After my silent rant last night, I actually started writing a new story, so something good came out of it. I also find myself wanting to do more work today. I am still having some issues connecting to the words that want to come out of me, and I think that might be my real issue.
I think a lot of these feelings come from not completely coping with the lost of David Bowie.
I am still so raw. His music has played in the back of my head since I heard the news, and I cannot listen to his songs without crying. I feel like I have something inside me that needs to get out, but the connection is weak. Not because a lack of skills, but a fear of letting myself go there. I thought I went there when I wrote The Loss of Lady Stardust, but that was me dealing with a character's feeling, and not really my own.
What if this is my American Pie moment? Not in the sense of the movie, but the song. Sunday night was when the music died... I have found it hard to listen to music since, but that seems very melodramatic, even for me, but Bowie is only second to Paul Stanley when it comes to the heart of my musical soul.
I've felt like this before. When Rozz Williams died, and again with Pete Steele, but those are losses that I still haven't dealt with either.
Maybe it is Bowie's connection with Jim Henson via Labyrinth that is making this so hard. I haven't been swept away into flights of pure fantasy as flowed from Henson so perfectly. Maybe I feel like I will never experience anything like the art of Henson and Bowie again?
Why can't I take myself there?
It would be the height of arrogance to claim that I am next Jim Henson, because there will never be another.

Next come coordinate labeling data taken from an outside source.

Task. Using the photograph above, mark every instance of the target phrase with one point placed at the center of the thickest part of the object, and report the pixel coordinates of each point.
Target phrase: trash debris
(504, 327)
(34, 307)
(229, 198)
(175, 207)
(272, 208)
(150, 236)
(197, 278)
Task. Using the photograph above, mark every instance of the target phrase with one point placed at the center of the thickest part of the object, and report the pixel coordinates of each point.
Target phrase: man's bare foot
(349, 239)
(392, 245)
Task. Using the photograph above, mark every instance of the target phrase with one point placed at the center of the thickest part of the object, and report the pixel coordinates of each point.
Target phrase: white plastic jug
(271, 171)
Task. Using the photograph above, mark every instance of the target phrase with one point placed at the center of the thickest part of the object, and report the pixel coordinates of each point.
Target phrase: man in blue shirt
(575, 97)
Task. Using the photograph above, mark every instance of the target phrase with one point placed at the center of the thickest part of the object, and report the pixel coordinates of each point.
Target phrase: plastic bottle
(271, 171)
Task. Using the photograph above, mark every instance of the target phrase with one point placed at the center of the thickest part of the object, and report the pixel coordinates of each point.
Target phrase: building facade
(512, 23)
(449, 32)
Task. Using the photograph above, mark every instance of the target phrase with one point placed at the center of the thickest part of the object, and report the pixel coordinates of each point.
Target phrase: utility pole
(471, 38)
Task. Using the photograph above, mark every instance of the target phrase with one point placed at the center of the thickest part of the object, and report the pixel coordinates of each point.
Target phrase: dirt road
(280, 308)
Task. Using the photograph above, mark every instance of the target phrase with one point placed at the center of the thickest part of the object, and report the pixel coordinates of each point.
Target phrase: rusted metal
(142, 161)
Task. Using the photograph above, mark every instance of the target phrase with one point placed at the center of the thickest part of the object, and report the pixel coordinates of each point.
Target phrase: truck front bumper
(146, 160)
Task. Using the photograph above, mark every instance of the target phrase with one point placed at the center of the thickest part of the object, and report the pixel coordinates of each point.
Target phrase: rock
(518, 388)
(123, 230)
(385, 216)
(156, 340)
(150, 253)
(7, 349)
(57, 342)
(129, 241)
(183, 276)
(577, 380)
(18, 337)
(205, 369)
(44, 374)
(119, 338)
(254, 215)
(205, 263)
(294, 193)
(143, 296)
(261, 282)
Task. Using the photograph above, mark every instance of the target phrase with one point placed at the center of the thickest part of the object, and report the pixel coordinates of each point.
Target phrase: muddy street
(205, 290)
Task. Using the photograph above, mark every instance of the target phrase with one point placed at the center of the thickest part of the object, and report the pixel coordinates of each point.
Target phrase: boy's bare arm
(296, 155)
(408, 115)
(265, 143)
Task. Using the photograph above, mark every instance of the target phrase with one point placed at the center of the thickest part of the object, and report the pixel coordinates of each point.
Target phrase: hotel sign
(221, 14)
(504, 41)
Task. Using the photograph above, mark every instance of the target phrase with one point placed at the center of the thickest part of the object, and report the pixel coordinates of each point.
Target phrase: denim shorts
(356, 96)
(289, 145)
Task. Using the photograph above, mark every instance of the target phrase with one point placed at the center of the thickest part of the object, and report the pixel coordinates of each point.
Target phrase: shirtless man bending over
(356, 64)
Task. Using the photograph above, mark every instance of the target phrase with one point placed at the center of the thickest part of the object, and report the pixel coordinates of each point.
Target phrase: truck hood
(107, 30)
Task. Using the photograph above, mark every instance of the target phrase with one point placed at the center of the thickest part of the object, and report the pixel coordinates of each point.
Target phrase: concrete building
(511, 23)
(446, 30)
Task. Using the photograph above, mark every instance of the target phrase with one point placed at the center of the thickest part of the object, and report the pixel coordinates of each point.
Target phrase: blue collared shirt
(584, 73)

But in a world where I have lost Henson, Bowie, Steele, and Williams, Anne McCaffrey is gone, and with her the Dragons of Pern. George Lucas isn't giving me any more dreams to watch... Maybe I need to take what I love and miss and entertain myself.
Maybe the true source of the pain I feel over the loss of these people I have never really known is my fear of the responcibility over the dreams and visions that entertain me. Maybe I am forced now to accept the fact that I have to make my own myths.
What if I am not sad, what if I am afraid of the responcibility to forge my own vision, and not bask in the shared dreams of others.
I am going to have to think about this even more. Let me know what you think. Have I diagnosed the real problem?